Friday, March 23, 2012

Many to many table - index design question

Hi
I have a Many-to-Many table , like
Author_ID int
Book_ID int
What is the best practices in designing the indexes for this table?
Of course the table should not be clustered, do you all agree on that?
So my options is a combined compound index on both fields. The
advantage
is that I get "is unique" automatically.
Or I create two separate indexes, one for each field.
What a bout primary keys? I guess I should set that on both? But not
making it
clustered?
What do you recommend that I do here?
//Andy
I would use both columns in the primary key, and yes I would cluster
it. And I would use both columns in the reverse order in a
non-clustered unique index, so it would be indexed both ways.
Roy Harvey
Beacon Falls, CT
On Thu, 21 Feb 2008 07:43:51 -0800 (PST), Sune42 <sune42@.hotmail.com>
wrote:

>Hi
>I have a Many-to-Many table , like
>Author_ID int
>Book_ID int
>What is the best practices in designing the indexes for this table?
>Of course the table should not be clustered, do you all agree on that?
>So my options is a combined compound index on both fields. The
>advantage
>is that I get "is unique" automatically.
>Or I create two separate indexes, one for each field.
>What a bout primary keys? I guess I should set that on both? But not
>making it
>clustered?
>What do you recommend that I do here?
>//Andy
|||Thanks for the reply.
Why would you want to have a clustered index on a many-to-many column?
I mean there's nothing sequencial, increasing and
stuff are added and deleted in random order.

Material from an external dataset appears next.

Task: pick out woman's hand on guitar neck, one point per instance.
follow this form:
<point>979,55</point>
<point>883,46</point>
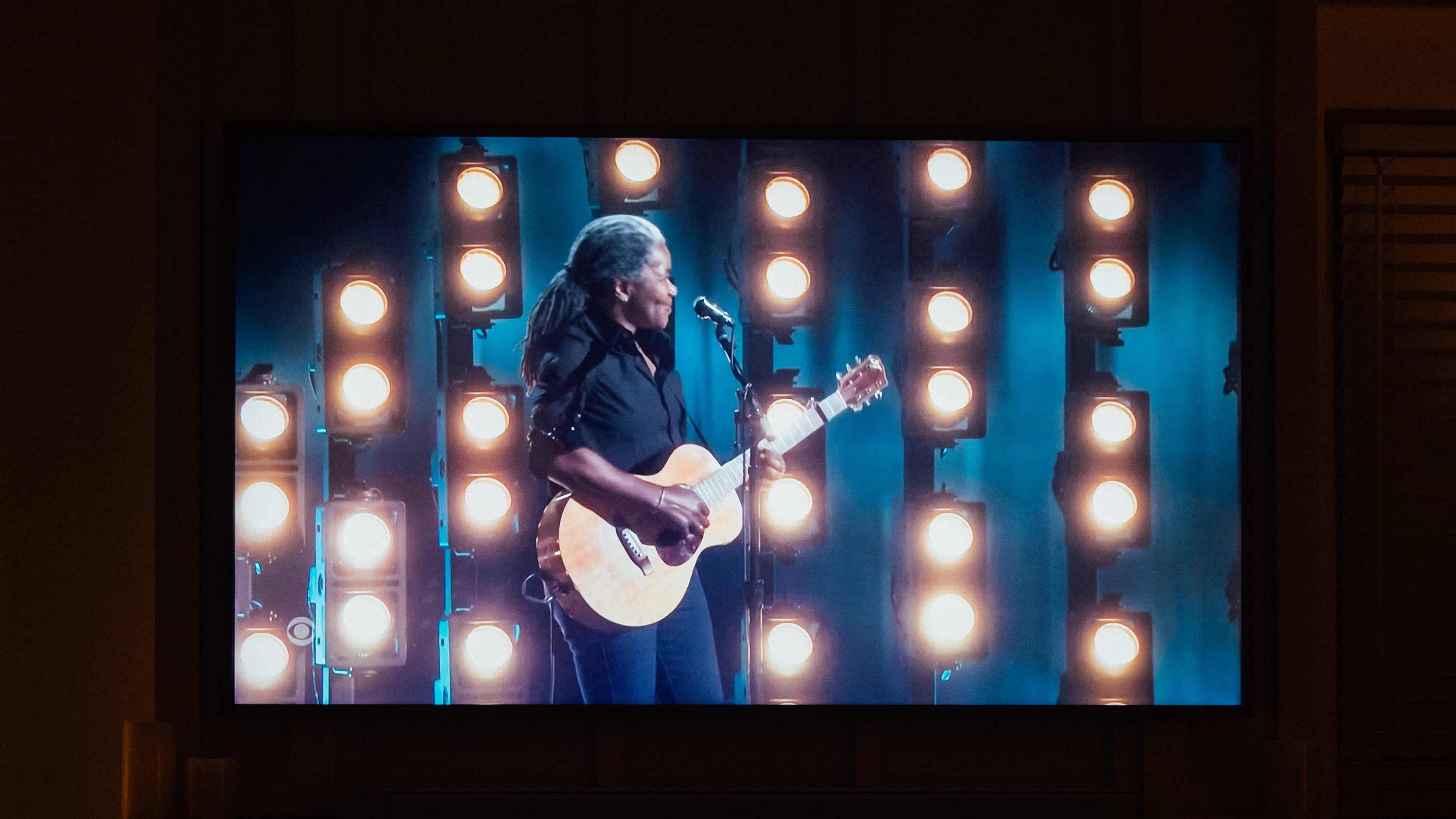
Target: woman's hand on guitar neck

I guess inserts will take
quite some time if the DB has to phyiscally re-order the
data? Or am I wrong?
Why is it better to do clustering in this case?
//andy
|||On Thu, 21 Feb 2008 14:37:46 -0800 (PST), Sune42 <sune42@.hotmail.com>
wrote:

>Thanks for the reply.
>Why would you want to have a clustered index on a many-to-many column?

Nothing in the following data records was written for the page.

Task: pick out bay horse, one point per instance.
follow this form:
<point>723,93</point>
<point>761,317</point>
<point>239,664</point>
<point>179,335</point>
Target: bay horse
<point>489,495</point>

>I mean there's nothing sequencial, increasing and
>stuff are added and deleted in random order. I guess inserts will take
>quite some time if the DB has to phyiscally re-order the
>data? Or am I wrong?
>Why is it better to do clustering in this case?
>//andy
I want two indexes, and both indexes "cover" all columns in the table.
If neither index is clustered there will be the table in a heap, a
complete copy of the table in the first index, and a complete copy of
the table in the second index. Three copies. If we cluster one of
the indexes, the leaf level is the base table, so we only have two
complete copies.
Roy Harvey
Beacon Falls, CT
|||Generally, but not always, tables with clustered indexes perform better than
heaps (the term for a table without a clustered index).

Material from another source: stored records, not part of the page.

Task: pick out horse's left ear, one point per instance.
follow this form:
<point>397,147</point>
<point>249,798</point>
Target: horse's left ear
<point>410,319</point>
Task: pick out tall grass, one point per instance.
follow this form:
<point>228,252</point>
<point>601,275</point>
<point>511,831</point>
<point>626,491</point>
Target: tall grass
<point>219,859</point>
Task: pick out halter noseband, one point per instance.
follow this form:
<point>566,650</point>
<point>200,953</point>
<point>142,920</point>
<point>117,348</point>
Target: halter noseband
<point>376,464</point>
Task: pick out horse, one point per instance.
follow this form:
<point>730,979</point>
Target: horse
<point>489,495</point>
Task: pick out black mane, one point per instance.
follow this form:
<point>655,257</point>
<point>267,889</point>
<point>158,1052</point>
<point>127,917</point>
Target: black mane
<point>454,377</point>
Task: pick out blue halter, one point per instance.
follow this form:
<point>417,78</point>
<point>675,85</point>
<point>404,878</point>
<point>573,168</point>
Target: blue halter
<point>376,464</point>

It is true that doing an insert that inserts a row that row needs to go into
a page that was full, the that page will have to be split, but while that
costs something, it's normally not that bad. I'm not quite sure what you
mean by "physically reorder the data", but I suspect you are thinking that
something goes on that is very drastic and that's not true.
You may want to read
http://www.microsoft.com/technet/prodtechnol/sql/bestpractice/clusivsh.mspx
for a case study of a comparison of performance results with and without a
clustered index.
Of course, as always, "your mileage may vary". And it is possible that with
your data and your particular combination os selects, updates, inserts, and
deletes the heap will be faster. The only way to know is for you to test it
with your data. But my guess is that you will find either the clustered
index is faster, or there is no significant difference in performance.
If it were my system, unless I had some a priori reason to believe this
table was going to be a major performance bottleneck in my system, I would
just use a clustered index since that should usually turn out to be the
correct choice. If it turned out to be a performance problem, then I would
would run tests to see if I either made the wrong choice of keys for the
clustered index and/or if a heap was faster.
Tom
"Sune42" <sune42@.hotmail.com> wrote in message
news:9e5429c5-1f73-4a0b-9b70-6a9cff80803a@.c33g2000hsd.googlegroups.com...
> Thanks for the reply.
> Why would you want to have a clustered index on a many-to-many column?
> I mean there's nothing sequencial, increasing and
> stuff are added and deleted in random order. I guess inserts will take
> quite some time if the DB has to phyiscally re-order the
> data? Or am I wrong?
> Why is it better to do clustering in this case?